DefaultCPUAllocator: not enough memory: you tried to allocate 34359738368 bytes

I am new to Pytorch coding and recently have been working on a project on Pycharm, where the main goal to achieve is, my LSTM based neural network would classify an activity based on video input. The way this works is, my video input is first converted to individual image frames. Now based on the difference between each image frame, the activity is classified. Till now, I have been able to convert my video to image frames, but after that during the making of the neural network, I am getting an error. DefaultCPUAllocator: not enough memory: you tried to allocate 34359738368 bytes.
I have tried decreasing the batch size, reducing the features, switched to a better, faster laptop but I haven’t been able to solve the problem.

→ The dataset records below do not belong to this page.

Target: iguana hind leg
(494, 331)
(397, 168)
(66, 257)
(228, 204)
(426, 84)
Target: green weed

CNN_Classification_Training.py

import torch
import torch.nn as nn
import torch.nn.functional as F
from torchvision import transforms,datasets, models
import torch.optim as optim
from torch.autograd import Variable
import numpy as np
import matplotlib.pyplot as plt
import copy
import time
import os

os.environ['KMP_DUPLICATE_LIB_OK']='True'
if __name__ == '__main__':
    criterion = nn.NLLLoss()
    use_gpu = torch.cuda.is_available()
    if use_gpu:
        pinMem = True
    else:
        pinMem = False
    
    trainDir = 'train_5class'
    valDir = 'test_5class'
    apply_transform = transforms.Compose([
        transforms.Resize(256),
        transforms.CenterCrop(224),
        transforms.ToTensor()])


    train_dataset = datasets.ImageFolder(trainDir,transform=apply_transform)
    trainLoader = torch.utils.data.DataLoader(train_dataset, batch_size=128, shuffle=True,num_workers=4, pin_memory=pinMem)

    test_dataset = datasets.ImageFolder(valDir,transform=apply_transform)
    testLoader = torch.utils.data.DataLoader(test_dataset, batch_size=128, shuffle=False,num_workers=4, pin_memory=pinMem)


    print('No. of samples in train set: '+str(len(trainLoader.dataset)))
    print('No. of samples in test set: '+str(len(testLoader.dataset)))

    net = models.resnet18(pretrained=True)
    print(net)



    totalParams = 0
    for params in net.parameters():
        print(params.size())
        totalParams += np.sum(np.prod(params.size()))
    print('Total number of parameters: '+str(totalParams))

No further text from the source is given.